Bug 1996555

Summary: OpenStack 4.8 -> 4.9 upgrade is failing periodic-ci-openshift-release-master-ci-4.9-upgrade-from-stable-4.8-e2e-openstack-upgrade
Product: OpenShift Container Platform Reporter: Pierre Prinetti <pprinett>
Component: InstallerAssignee: Martin André <m.andre>
Installer sub component: OpenShift on OpenStack QA Contact: Jon Uriarte <juriarte>
Status: CLOSED CURRENTRELEASE Docs Contact:
Severity: medium    
Priority: high CC: bparees, dgoodwin, juriarte, m.andre, sippy, stbenjam, stephenfin, vrutkovs
Version: 4.9Keywords: Triaged
Target Milestone: ---   
Target Release: 4.9.0   
Hardware: Unspecified   
OS: Unspecified   
Whiteboard:
Fixed In Version: Doc Type: If docs needed, set a value
Doc Text:
Story Points: ---
Clone Of: 1995387 Environment:
job=periodic-ci-openshift-verification-tests-master-stable-4.9-upgrade-from-stable-4.8-openstack-ipi=all
Last Closed: 2022-09-21 15:17:51 UTC Type: ---
Regression: --- Mount Type: ---
Documentation: --- CRM:
Verified Versions: Category: ---
oVirt Team: --- RHEL 7.3 requirements from Atomic Host:
Cloudforms Team: --- Target Upstream Version:
Embargoed:

Description Pierre Prinetti 2021-08-23 08:21:39 UTC
Once Bug 1995387 has been fixed and the base image for the tests is available, the test started showing legit failures.

Job history (relevant jobs AFTER Aug 21): https://prow.ci.openshift.org/job-history/gs/origin-ci-test/logs/periodic-ci-openshift-release-master-ci-4.9-upgrade-from-stable-4.8-e2e-openstack-upgrade

One example failure: https://prow.ci.openshift.org/view/gs/origin-ci-test/logs/periodic-ci-openshift-release-master-ci-4.9-upgrade-from-stable-4.8-e2e-openstack-upgrade/1429521411877113856

In particular, ETCD seems to not be healthy.

Comment 6 Pierre Prinetti 2021-08-31 12:23:56 UTC
Tests seem to be still failing...

Comment 7 Martin André 2021-09-01 15:24:46 UTC
We still need to investigate why this job is failing.
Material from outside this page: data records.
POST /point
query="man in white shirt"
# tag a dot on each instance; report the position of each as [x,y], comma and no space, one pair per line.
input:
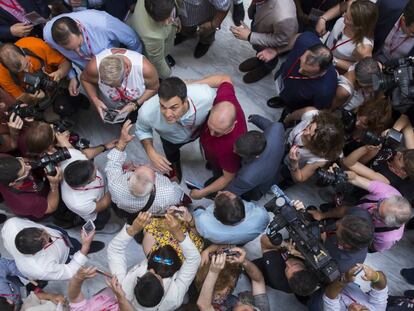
[144,287]
[42,253]
[344,294]
[84,189]
[176,114]
[131,188]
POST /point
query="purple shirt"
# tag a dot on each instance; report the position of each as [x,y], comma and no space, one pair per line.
[380,191]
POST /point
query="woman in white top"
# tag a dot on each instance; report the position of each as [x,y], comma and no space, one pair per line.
[316,140]
[351,39]
[125,80]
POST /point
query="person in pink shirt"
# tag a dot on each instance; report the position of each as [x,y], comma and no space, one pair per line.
[111,298]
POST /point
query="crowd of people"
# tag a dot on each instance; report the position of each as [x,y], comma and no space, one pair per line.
[345,122]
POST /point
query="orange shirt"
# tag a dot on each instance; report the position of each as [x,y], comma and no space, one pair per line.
[51,58]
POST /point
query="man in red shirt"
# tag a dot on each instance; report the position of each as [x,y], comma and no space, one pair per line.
[218,135]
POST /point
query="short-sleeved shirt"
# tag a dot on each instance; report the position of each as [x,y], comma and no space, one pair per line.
[380,191]
[104,300]
[82,200]
[302,92]
[52,59]
[219,150]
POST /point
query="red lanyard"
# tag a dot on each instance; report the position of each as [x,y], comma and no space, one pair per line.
[88,43]
[393,49]
[340,44]
[195,117]
[13,5]
[91,188]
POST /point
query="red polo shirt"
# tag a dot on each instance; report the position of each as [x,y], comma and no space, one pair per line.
[219,150]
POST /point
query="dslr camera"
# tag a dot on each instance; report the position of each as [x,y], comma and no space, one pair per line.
[397,73]
[50,161]
[39,81]
[305,233]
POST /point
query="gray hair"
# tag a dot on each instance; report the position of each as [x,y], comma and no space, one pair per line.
[112,70]
[399,211]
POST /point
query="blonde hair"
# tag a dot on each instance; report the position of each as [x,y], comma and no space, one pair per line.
[112,70]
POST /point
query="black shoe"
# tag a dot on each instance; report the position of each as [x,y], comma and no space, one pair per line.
[256,74]
[276,102]
[201,49]
[96,246]
[238,14]
[179,38]
[170,60]
[249,64]
[408,275]
[3,218]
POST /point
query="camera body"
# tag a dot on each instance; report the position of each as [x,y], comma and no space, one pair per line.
[50,161]
[301,231]
[39,81]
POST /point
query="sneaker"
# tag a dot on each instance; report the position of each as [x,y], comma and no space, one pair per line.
[201,49]
[110,228]
[256,74]
[238,14]
[408,275]
[96,246]
[249,64]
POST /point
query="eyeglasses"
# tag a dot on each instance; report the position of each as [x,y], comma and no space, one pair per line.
[164,261]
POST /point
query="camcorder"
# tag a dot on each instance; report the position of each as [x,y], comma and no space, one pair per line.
[305,233]
[50,161]
[397,73]
[39,81]
[74,139]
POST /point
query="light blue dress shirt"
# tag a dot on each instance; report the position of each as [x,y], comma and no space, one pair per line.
[253,225]
[101,31]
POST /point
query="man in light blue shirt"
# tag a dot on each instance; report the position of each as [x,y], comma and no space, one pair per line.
[81,35]
[230,220]
[176,114]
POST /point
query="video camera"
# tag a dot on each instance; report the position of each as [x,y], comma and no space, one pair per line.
[74,138]
[301,228]
[39,81]
[50,161]
[397,73]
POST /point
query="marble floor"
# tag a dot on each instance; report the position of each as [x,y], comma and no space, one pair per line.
[223,57]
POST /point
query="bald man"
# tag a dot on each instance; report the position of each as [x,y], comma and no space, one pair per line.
[225,124]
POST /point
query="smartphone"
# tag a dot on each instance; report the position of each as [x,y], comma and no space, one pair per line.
[88,227]
[107,274]
[193,185]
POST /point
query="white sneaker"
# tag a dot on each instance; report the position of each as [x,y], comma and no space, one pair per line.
[110,228]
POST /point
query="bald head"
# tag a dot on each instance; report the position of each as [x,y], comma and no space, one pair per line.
[142,181]
[12,57]
[222,119]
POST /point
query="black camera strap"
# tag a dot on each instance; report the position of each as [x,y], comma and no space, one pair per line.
[377,229]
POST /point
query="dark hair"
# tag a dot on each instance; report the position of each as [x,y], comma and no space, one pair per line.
[321,55]
[303,282]
[408,13]
[228,211]
[172,87]
[364,69]
[163,270]
[357,232]
[39,137]
[328,140]
[78,173]
[378,113]
[29,240]
[4,305]
[62,28]
[251,144]
[149,290]
[159,10]
[9,169]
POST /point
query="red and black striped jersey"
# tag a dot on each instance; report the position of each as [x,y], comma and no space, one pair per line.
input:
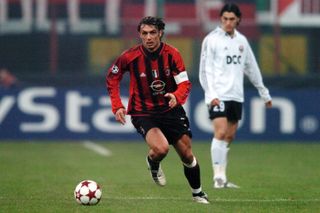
[152,75]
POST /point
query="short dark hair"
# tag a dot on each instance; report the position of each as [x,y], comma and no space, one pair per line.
[231,7]
[150,20]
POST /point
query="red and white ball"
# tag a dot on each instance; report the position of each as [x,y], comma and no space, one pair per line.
[87,192]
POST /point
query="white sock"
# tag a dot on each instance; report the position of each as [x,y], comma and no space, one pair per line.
[219,153]
[192,164]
Still high prio.

Comment 8 Vadim Rutkovsky 2021-09-06 15:33:02 UTC
Analyzing this job - https://prow.ci.openshift.org/view/gs/origin-ci-test/logs/periodic-ci-openshift-release-master-ci-4.9-upgrade-from-stable-4.8-e2e-openstack-upgrade/1434468962166378496

PromeCIeus shows that:
* at 13:05 etcd commit duration and wal sync times on .163 node spiked
* at approx. the same time different node - .32 - shows increased network round trip time

Seems infra is responsible for this

Comment 10 ShiftStack Bugwatcher 2021-11-25 16:12:10 UTC
Removing the Triaged keyword because:

* the QE automation assessment (flag qe_test_coverage) is missing

Comment 11 Martin André 2022-05-11 13:25:19 UTC
*** Bug 2077270 has been marked as a duplicate of this bug. ***

Comment 12 Stephen Finucane 2022-09-21 15:17:51 UTC
We've integrated support for scheduled CI tasks with jitter into upstream Kubernetes CI infra and shouldn't be seeing this anymore. Closing as CURRENTRELEASE. We can open new bugs if this pops up again.